Fletching! Hope you guys have been stockpiling logs, because with the release of Fletching to F2P, there is going to be a much greater demand for them. Couple that with the fact that non-members cannot naturally get the higher tier logs, and you’re looking at a gold mine if your timing’s good.
Quests! Seven of them. Not big and glorious grandmaster quests, mind, but still quests. Missing, Presumed Death especially. Why this wasn’t a F2P quest earlier astounds me. The Sixth Age story-line is Runescape’s biggest and most epic, so why wouldn’t they tease the F2P player-base with the start of the series? They are doing it now, though, so I can’t complain.
Stuff! F2P can obtain and use dragon bones and hides now (get ready for price fluctuations) and interact with the Shooting Star and Evil Tree D&Ds. Leather equipment is much more diverse and complete with the addition of hard leather and studded gear to match the regular stuff, and players can now craft their own wizard robes out of cloth. F2P players can fight the Chaos Elemental now and get its boss pet, along with the Giant Mole and King Black Dragon (provided they have 99 summoning).
Pretty exciting, right? Almost makes you want to give up membership and revert to F2P to enjoy- … pphhh. Sorry, couldn’t keep a straight face when I said that. Members rules.
So the question remains; why would the game-making company do this?
The answer is simple; to make money.
Jagex is a business, providing an entertainment service to us, and despite the heart and passion its employees put into their work, they still need to get paid so they can… well, you know, buy food and stuff so they can continue to do this. Otherwise you’d end up with a huge layover rate and a really big mess of an experience.

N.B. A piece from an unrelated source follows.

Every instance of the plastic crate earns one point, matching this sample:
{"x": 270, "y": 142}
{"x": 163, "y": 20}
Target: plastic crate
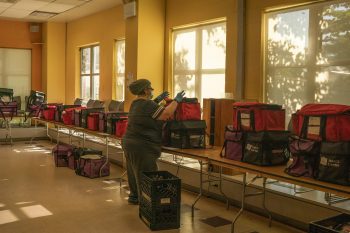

Wait a minute, now. How is releasing content for free players going to help them make money? Isn’t that the opposite? Wouldn’t members decide to stop playing because they can get the benefits anyways?
First off; guys, it’s Fletching. You stand in a bank and knife wood. Over and over again. Even Firemaking is a lot more visually appealing to train. If they released a skill like Construction to F2P, then I’d be a little annoyed. They chose a skill that very few actively brag about having level 99 or 120 or 200 million exp in, so there won’t be much for repercussions. Plus, the F2P playbase is much greater than members, so they’re effectively making a large majority of players happy while cheesing off the bare minimum. A smart move, in my opinion.
Second off; unlike many other games, you don’t have to buy it just to experience it. If you don’t like it, you wouldn’t end up stuck trying to sell it to a third party local business. It benefits by allowing players to play a substantial part of the game for free so they can get into it and decide if it was a game for them. And I mean substantial; you could get level 99s in the majority of Runescape’s skills in F2P before even touching members.
And that’s just it. Not many people would want to commit themselves to going that far in F2P. If they really wanted to get into the game and see what Runescape has to offer, they could purchase membership. Or, and this is the best part, they could just spend their hard-earned wealth to buy bonds for membership and still not have to pay for anything.
Either way, F2P is meant to draw in new, prospecting players and give them a generous chance of experiencing the game before they make a decision to commit with it. Adding all this new stuff makes more people want to play it, hooks more people in to activate membership, and therefore, make more money for Jagex. And even if they didn’t, they still get ad revenue for the added population.
So more players are happy with more content, and Jagex makes the money they need for its employees to live and remain on the mortal realm. Sounds like a win to me.